Dios de la música taoísta

Inmortal que desafía la gravedad a cargo de las flautas

También conocido como Han Hsiang-Tzu, Han Hsien-Tzu, Han Xiangzi, Qingfu.

Han Xiangzi es uno de los Ocho Inmortales taoístas, un filósofo de profunda sabiduría que pasaba sus días en compañía de otros sabios como Lu Dongbin, compartiendo enseñanzas y misterios del Tao. A diferencia de otros inmortales que ganaron su estatus a través del combate o la astucia, Han Xiangzi llegó a la inmortalidad mediante un acto de simple accidente que revelaba la voluntad del cielo.

Cuenta la leyenda que un día, mientras exploraba un melocotonero sagrado, cayó de sus ramas. Pero esta no fue una caída ordinaria: gravitó hacia arriba, desafiando la naturaleza misma de la tierra, como si el cielo mismo lo atrajera. El melocotonero que lo sostenía era uno de los árboles sagrados de la mitología china, portador de frutas de inmortalidad que raramente maduran. Al abrazo de su rama, Han Xiangzi fue transformado instantáneamente, inmortal en cuerpo y espíritu.

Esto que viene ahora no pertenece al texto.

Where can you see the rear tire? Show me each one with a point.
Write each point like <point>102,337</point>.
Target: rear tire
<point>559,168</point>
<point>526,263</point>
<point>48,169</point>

La divinidad se extendió también a su instrumento: la flauta que toca, que se convirtió en un objeto de poder celestial, capaz de producir la música más hermosa jamás oída. Esa música es la expresión del Tao mismo. Ahora viaja con los demás Ocho Inmortales, tocando su flauta sagrada y transmitiendo en cada nota la sabiduría de la eternidad. Es venerado especialmente por los artesanos y las personas de oficio honrado, símbolo de que la inmortalidad puede llegarte mientras haces lo que amas.